By subsidising the tyre we are encouraging people to make the latter type of decision.

It’s a very similar situation to price caps or subsidies. Draw a horizontal line on your supply-demand curve at $15 which falls below the equilibrium point of $25. The area between the two graphs represents the waste to the economy of the externality.

So the problem with externalities, as jshore and hawthorne have said, is not with the cost in and of itself, but with the inefficient economic decisions that get made as a result of them. As a free-market laissez-faire conservative, you should recognise the dangers that such constraints on the market impose.

pan

*I’m afraid that I will have to insist on spelling this the way God and the English intended.

Justthink:

But we cannot disassemble* our dependency on something, at least not at our current technology rate. And to devote all our efforts to doing so would be a colossal gamble - what if it is simply not possible to eliminate scarcity of resource? We would have spent an inordinate amount of waste on the alchemists’ dream.

We have to work within our physical constraints. For now - for now - with our current dependency on scarce resources, capitalism makes sense. But that doesn’t mean that we have to go all-out for unfettered market fundamentalism. Indeed, it is demonstrable that such a system is not the most effecient economically. And aside from pure efficiency, it seems to me that some form of meritocracy in which the losers of society are not punished too harshly for losing is a reasonable balance.

pan
*No disassemble Jonny 5!

How do we absorb the cost of not making efficient use of human resource?

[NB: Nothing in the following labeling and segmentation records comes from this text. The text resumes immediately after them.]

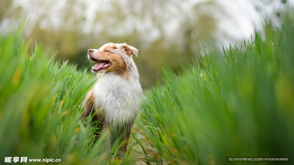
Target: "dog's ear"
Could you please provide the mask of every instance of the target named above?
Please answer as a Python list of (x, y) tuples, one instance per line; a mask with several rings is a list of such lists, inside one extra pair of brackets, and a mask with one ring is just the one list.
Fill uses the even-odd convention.
[(125, 43), (122, 44), (121, 46), (123, 52), (127, 55), (131, 56), (132, 54), (136, 57), (138, 57), (138, 50), (136, 48), (128, 45)]

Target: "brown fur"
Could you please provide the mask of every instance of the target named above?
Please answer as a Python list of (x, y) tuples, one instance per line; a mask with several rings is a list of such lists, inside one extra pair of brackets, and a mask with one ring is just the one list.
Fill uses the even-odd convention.
[[(127, 68), (127, 65), (124, 61), (121, 55), (118, 54), (120, 53), (118, 53), (117, 50), (116, 50), (118, 48), (116, 45), (113, 43), (109, 43), (108, 45), (106, 46), (99, 48), (98, 50), (98, 51), (96, 50), (95, 53), (91, 53), (91, 52), (89, 52), (88, 56), (90, 59), (91, 58), (94, 58), (95, 60), (97, 60), (97, 61), (106, 60), (110, 62), (111, 64), (110, 66), (108, 68), (103, 69), (103, 70), (106, 71), (106, 72), (113, 73), (118, 75), (121, 76), (127, 80), (129, 76), (129, 72), (134, 72), (135, 73), (136, 72), (137, 73), (137, 70), (136, 67), (135, 67), (134, 68), (132, 66), (130, 66), (129, 65), (128, 65), (128, 68)], [(121, 46), (120, 46), (119, 48), (121, 49), (123, 53), (130, 57), (132, 54), (137, 56), (138, 51), (136, 49), (128, 46), (125, 43), (121, 44), (120, 45)], [(97, 77), (100, 76), (101, 74), (101, 73), (97, 73), (99, 72), (98, 71), (96, 72), (96, 71), (93, 71), (93, 72), (98, 73)], [(102, 75), (101, 76), (103, 76), (103, 75)], [(93, 109), (92, 114), (98, 110), (100, 107), (99, 107), (99, 103), (94, 102), (95, 99), (93, 95), (93, 91), (94, 88), (93, 88), (88, 93), (86, 97), (84, 102), (84, 104), (86, 105), (85, 105), (84, 113), (81, 117), (81, 118), (86, 117), (90, 115), (93, 106), (94, 107)], [(91, 96), (92, 97), (90, 98)], [(88, 100), (89, 100), (88, 102), (86, 104)], [(104, 113), (104, 110), (101, 109), (95, 116), (93, 117), (93, 120), (94, 121), (101, 120), (102, 119)], [(132, 124), (132, 122), (131, 124)], [(109, 129), (107, 127), (107, 124), (104, 119), (103, 119), (100, 125), (99, 131), (101, 132), (103, 131), (106, 132), (108, 132), (108, 134), (110, 135)], [(118, 156), (121, 157), (123, 156), (126, 151), (127, 147), (131, 135), (131, 126), (128, 130), (125, 130), (123, 132), (123, 133), (122, 133), (123, 134), (122, 135), (123, 137), (120, 144), (122, 142), (123, 142), (123, 143), (122, 146), (119, 149), (118, 153)]]

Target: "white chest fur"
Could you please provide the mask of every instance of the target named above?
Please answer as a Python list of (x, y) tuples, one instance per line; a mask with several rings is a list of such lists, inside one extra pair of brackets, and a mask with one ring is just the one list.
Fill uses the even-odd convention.
[(113, 129), (129, 128), (138, 114), (142, 91), (136, 76), (128, 80), (111, 73), (97, 80), (94, 95), (95, 104), (106, 111), (104, 119)]

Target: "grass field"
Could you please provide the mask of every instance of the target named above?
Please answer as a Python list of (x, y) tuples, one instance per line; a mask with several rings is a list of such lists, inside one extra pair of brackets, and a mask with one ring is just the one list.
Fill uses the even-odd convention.
[(294, 156), (293, 15), (240, 48), (207, 51), (180, 75), (166, 73), (165, 84), (145, 94), (121, 159), (103, 152), (103, 136), (95, 140), (98, 122), (80, 119), (96, 78), (48, 59), (36, 44), (31, 52), (21, 27), (2, 35), (0, 162), (129, 164), (139, 155), (148, 164), (219, 164), (228, 156)]

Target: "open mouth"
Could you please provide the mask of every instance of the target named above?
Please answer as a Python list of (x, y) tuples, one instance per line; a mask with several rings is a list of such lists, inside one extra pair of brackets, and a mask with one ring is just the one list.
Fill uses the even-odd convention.
[(105, 60), (97, 60), (93, 58), (90, 58), (90, 60), (93, 61), (97, 62), (98, 63), (92, 67), (92, 70), (98, 71), (106, 69), (110, 66), (110, 62)]

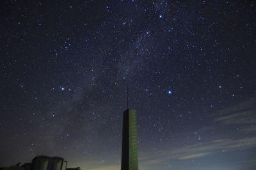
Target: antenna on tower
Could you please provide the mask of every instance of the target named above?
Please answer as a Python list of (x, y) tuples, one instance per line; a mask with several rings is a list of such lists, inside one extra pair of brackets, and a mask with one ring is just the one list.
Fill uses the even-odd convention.
[(127, 110), (129, 110), (129, 87), (127, 85)]

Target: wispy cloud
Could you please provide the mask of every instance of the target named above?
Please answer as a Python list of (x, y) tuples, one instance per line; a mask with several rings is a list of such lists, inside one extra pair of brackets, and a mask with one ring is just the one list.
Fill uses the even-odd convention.
[(256, 124), (256, 103), (250, 100), (221, 110), (218, 113), (220, 117), (215, 122), (225, 124)]
[[(219, 139), (200, 143), (189, 146), (159, 152), (153, 157), (141, 159), (147, 164), (158, 164), (167, 160), (194, 159), (221, 152), (228, 152), (256, 147), (256, 137), (239, 139)], [(152, 155), (152, 154), (147, 154)]]

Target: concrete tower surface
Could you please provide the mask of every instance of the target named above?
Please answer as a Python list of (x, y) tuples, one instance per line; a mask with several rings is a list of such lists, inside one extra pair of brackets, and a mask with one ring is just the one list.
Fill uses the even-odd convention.
[(129, 109), (123, 115), (121, 170), (138, 170), (136, 111)]

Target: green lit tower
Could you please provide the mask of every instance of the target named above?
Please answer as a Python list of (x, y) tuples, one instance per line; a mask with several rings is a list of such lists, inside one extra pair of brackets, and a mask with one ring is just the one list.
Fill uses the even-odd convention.
[(123, 114), (121, 170), (138, 170), (136, 111), (128, 108)]

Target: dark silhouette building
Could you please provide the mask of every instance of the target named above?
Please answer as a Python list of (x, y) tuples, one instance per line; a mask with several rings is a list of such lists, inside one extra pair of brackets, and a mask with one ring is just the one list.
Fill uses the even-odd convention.
[(136, 111), (129, 109), (123, 115), (121, 170), (138, 170)]

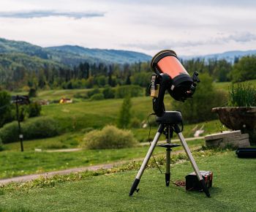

It seems that every person has the potential to contribute something to society. When these people become homeless or on welfare or in prison, society loses their personal contribution plus additional costs are going to be attached. All people have merit from the time born. When they are infants, we behave, generally speaking, with this belief. At some point this changes and we place upon them a set of expectations. Then the belief begins to change. If this person meets our expectations…1) prepare, 2) work, 3) create something we value, etc,… we assign merit. If they fail to meet these expectations, we devalue them.

It makes sense for society to provide a standard of living for all. It makes sense for many reasons. It’s not just about being good for the sake of being good. I agree that the possibility of living in poverty is an incentive / effective punishment. However, poverty must not mean absence of opportunity. If people living in poverty are unable to recognize opportunity, they become hopeless and poverty becomes permanent. This goes for an inefficient use of human resource… across generations. Society serves itself when it emphasizes opportunity to the degree that makes it impossible to dismiss or ignore. The more affluent are able to recognize and take advantage of opportunity with a measure of ease. Risks are taken with the confidence that is based on prior successes. This is not the case with those that have fewer opportunities.